Para gestores municipais, este tipo de terreno representa uma confusão jurídica histórica. Isso porque, apesar de a área ficar localizada dentro do município, a arrecadação de impostos como IPTU é exclusiva da União, que não arca com a prestação de serviços públicos, como calçamento, iluminação e saneamento básico, de responsabilidade da prefeitura. “Essa propriedade da União sempre nos atrapalhou muito, o próprio desenvolvimento do município sempre ficou complicado diante disso, porque as pessoas não têm uma segurança jurídica”, afirma o procurador-geral de Tramandaí, Luciano Reuter.

No município, existem cerca de três mil terrenos de marinha – no Brasil todo, são aproximadamente 600 mil – e a única arrecadação que a prefeitura pode ter destas áreas é referente ao imposto predial, que, segundo o procurador, é um valor muito inferior aos outros tributos arrecadados.
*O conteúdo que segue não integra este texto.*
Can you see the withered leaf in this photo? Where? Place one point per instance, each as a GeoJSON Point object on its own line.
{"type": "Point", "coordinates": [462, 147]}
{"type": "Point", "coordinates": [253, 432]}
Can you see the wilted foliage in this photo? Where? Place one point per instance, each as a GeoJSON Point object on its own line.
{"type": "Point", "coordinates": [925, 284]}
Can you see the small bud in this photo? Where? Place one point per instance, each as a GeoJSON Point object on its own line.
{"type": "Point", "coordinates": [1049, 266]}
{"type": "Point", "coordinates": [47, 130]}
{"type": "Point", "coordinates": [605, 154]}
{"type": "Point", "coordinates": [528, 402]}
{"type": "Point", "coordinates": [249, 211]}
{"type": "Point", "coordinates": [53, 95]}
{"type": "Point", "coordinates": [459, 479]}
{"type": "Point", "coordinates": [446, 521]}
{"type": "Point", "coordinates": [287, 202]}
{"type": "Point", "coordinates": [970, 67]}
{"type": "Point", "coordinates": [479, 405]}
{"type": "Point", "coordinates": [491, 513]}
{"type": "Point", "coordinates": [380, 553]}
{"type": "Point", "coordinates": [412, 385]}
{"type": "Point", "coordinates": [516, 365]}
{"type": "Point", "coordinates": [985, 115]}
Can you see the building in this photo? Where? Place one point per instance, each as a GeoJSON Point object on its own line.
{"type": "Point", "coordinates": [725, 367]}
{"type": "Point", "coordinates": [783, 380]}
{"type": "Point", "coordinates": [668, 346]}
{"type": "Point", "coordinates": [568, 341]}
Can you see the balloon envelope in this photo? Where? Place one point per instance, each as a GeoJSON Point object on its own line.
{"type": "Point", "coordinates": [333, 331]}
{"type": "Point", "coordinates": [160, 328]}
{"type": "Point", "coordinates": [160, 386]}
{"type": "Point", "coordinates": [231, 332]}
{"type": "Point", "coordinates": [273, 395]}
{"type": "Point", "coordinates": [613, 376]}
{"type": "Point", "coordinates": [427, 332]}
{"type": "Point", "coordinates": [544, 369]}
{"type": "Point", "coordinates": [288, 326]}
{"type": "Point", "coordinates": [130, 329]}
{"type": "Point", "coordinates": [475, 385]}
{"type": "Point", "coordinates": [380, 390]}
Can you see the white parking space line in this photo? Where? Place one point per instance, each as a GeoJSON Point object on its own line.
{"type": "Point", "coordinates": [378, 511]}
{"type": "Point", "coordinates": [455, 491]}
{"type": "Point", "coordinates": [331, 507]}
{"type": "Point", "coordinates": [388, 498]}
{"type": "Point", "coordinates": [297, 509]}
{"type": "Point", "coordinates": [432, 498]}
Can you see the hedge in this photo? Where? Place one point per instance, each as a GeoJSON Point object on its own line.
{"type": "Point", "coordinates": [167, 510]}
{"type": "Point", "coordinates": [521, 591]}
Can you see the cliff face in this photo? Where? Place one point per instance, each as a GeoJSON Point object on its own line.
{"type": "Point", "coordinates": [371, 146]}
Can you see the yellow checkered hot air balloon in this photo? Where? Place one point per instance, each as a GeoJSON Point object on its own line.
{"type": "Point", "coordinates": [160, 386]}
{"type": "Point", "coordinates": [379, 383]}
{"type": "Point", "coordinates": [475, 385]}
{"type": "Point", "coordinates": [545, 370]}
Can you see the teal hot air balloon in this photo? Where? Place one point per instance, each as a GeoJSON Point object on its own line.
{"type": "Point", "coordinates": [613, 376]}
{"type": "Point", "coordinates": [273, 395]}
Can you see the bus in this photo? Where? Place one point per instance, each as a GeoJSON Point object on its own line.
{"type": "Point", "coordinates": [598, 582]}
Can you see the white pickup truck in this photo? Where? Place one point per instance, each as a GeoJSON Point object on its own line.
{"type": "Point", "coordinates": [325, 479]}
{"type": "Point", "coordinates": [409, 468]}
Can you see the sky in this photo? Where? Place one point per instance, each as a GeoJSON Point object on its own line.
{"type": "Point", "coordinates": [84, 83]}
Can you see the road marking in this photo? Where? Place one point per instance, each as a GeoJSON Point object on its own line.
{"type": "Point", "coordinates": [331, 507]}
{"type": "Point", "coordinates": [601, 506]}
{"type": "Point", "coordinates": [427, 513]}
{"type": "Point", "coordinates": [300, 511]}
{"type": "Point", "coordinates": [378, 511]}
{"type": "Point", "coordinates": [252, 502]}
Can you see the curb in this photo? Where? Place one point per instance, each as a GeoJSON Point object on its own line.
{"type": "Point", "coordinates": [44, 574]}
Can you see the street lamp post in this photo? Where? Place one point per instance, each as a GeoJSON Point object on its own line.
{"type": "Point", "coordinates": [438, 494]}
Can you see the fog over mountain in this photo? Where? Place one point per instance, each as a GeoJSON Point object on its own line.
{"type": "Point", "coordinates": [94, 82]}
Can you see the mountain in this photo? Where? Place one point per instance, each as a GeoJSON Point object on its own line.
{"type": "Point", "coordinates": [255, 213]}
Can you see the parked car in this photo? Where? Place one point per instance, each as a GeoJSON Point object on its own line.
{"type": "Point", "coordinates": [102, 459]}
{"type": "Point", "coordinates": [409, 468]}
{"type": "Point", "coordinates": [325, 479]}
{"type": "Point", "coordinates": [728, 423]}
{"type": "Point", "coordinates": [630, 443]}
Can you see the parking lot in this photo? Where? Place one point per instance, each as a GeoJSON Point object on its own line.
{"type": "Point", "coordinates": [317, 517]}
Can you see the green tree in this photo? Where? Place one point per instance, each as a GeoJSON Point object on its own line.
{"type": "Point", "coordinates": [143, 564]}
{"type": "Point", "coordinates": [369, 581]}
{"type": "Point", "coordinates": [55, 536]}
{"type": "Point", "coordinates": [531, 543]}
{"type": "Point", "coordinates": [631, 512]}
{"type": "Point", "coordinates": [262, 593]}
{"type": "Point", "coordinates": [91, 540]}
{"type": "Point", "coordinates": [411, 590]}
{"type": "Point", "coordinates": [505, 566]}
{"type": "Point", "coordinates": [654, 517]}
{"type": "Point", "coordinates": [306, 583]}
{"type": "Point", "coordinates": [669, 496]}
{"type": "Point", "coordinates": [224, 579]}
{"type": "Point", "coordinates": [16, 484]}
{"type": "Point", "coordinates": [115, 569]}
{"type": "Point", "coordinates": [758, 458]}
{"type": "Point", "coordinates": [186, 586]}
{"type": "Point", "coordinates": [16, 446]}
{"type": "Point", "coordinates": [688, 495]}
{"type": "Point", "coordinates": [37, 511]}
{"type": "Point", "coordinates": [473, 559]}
Ainda de acordo com ele, existe uma compensação por parte da União, que, em tese, devolve 15% do valor que arrecada, mas os gestores têm dificuldades de se programar para contar com este recurso pela maneira como o cálculo é feito e repassado.

A insegurança jurídica para moradores, conforme o procurador, ocorre na hora da compra e venda de imóveis localizados em terrenos de marinha. Reuter explica que esta informação não está escrita na matrícula do registro de imóveis. Dessa forma, quando alguém compra uma casa ou um apartamento nestas áreas, muitas vezes, fica sabendo apenas anos depois porque é notificado de que está devendo uma taxa para a União, referente ao laudêmio. Ainda de acordo com ele, nas décadas passadas isso não configurava um problema, porque o valor era irrisório, mas, em 2008, o governo federal fez um reajuste de mais de 1.000%. “Hoje tem gente que deve R$ 100 mil, R$ 200 mil reais de taxa de ocupação”, afirma.
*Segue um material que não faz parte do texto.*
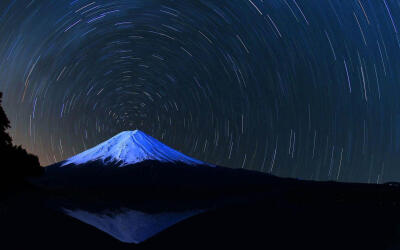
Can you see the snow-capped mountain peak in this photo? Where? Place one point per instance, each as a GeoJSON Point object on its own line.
{"type": "Point", "coordinates": [130, 147]}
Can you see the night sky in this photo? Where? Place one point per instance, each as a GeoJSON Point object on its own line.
{"type": "Point", "coordinates": [298, 88]}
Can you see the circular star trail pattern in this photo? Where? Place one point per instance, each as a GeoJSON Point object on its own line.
{"type": "Point", "coordinates": [298, 88]}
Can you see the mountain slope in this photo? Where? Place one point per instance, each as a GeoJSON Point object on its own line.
{"type": "Point", "coordinates": [131, 147]}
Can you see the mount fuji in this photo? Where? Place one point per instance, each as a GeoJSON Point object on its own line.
{"type": "Point", "coordinates": [131, 147]}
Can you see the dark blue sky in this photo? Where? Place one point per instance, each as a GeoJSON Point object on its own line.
{"type": "Point", "coordinates": [300, 88]}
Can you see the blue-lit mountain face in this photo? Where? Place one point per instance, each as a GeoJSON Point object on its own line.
{"type": "Point", "coordinates": [132, 186]}
{"type": "Point", "coordinates": [131, 147]}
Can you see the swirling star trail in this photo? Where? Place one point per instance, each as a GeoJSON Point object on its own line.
{"type": "Point", "coordinates": [300, 88]}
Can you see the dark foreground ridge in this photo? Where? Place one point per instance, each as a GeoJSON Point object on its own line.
{"type": "Point", "coordinates": [238, 208]}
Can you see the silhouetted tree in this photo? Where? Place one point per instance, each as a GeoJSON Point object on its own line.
{"type": "Point", "coordinates": [5, 139]}
{"type": "Point", "coordinates": [15, 163]}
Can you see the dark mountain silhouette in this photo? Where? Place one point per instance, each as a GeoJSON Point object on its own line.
{"type": "Point", "coordinates": [133, 192]}
{"type": "Point", "coordinates": [17, 163]}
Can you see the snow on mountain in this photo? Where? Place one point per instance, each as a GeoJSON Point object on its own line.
{"type": "Point", "coordinates": [130, 147]}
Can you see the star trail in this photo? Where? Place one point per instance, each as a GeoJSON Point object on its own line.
{"type": "Point", "coordinates": [298, 88]}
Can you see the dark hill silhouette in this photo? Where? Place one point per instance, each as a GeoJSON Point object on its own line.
{"type": "Point", "coordinates": [16, 163]}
A situação se torna ainda mais confusa porque o instituto dos terrenos de marinha foi criado em 1831 por uma questão de proteção de território. É com o preamar médio – média da maré alta – desta época que a medição foi determinada por lei para demarcar os 33 metros, medidos horizontalmente, para a parte da terra. Com isso, atualmente, um apartamento pode ser considerado terreno de marinha e outra unidade deste mesmo prédio, não. Outro problema é com relação a áreas de margens de rios e lagos que sofrem influência de marés, também terrenos de marinha. No passado, segundo o procurador-geral de Tramandaí, o município teve muitos aterramentos sobre a lagoa. “Hoje, os terrenos de marinha que vem da lagoa em direção à cidade ocupam umas quatro, cinco quadras. A quantidade é gigantesca.”
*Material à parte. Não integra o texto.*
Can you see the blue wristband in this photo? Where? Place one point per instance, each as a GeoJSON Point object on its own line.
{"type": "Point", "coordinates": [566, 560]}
Para o governo federal, no entanto, a possibilidade da extinção destes terrenos não tem sido vista com bons olhos. Ao jornal O Globo, o secretário de Desestatização do Ministério da Economia, Diogo Mac Cord, criticou o texto aprovado na Câmara. Isso porque se a PEC passar no Senado os proprietários dos imóveis precisarão pagar 17% do valor das propriedades à União em até dois anos. Ao fim deste período, o governo federal poderá ter arrecadado R$ 500 bilhões. “Na prática, a gente vai arrecadar esse meio trilhão na marra”, disse, na quinta-feira.

A experiência junto ao município leva o procurador-geral de Tramandaí a ter uma opinião diferente. Segundo Luciano Reuter, a proposta é interessante para a imensa maioria dos proprietários apesar do valor a ser pago. Ele calcula que, deixando de ser terreno de marinha, um imóvel pode se valorizar cerca de 40% ou 50%.

A proposta é vista com bons olhos também por Celso Bassani, prefeito de Xangri-lá, onde não existem tantas áreas com essas características. De acordo com ele, no entanto, o local onde está o bar 20BARRA9 Bali Hai, tradicional ponto de encontro do município, é um terreno de marinha e corria o risco de ser demolido por conta disso. “Acredito que essa lei vai nos garantir que não precisem desmanchar o prédio, estou bem contente porque é um ponto de referência, turístico e histórico no município.”

O secretário de Meio Ambiente de Osório, Fernando Campani, também elogiou a medida. Ele diz que é desafiador para os municípios terem que lidar com a gestão de uma área que está dentro dos seus limites, mas que é um patrimônio da União. “Lidamos com uma gestão da área de patrimônio da União que são áreas que o município tem uma intervenção no dia a dia.”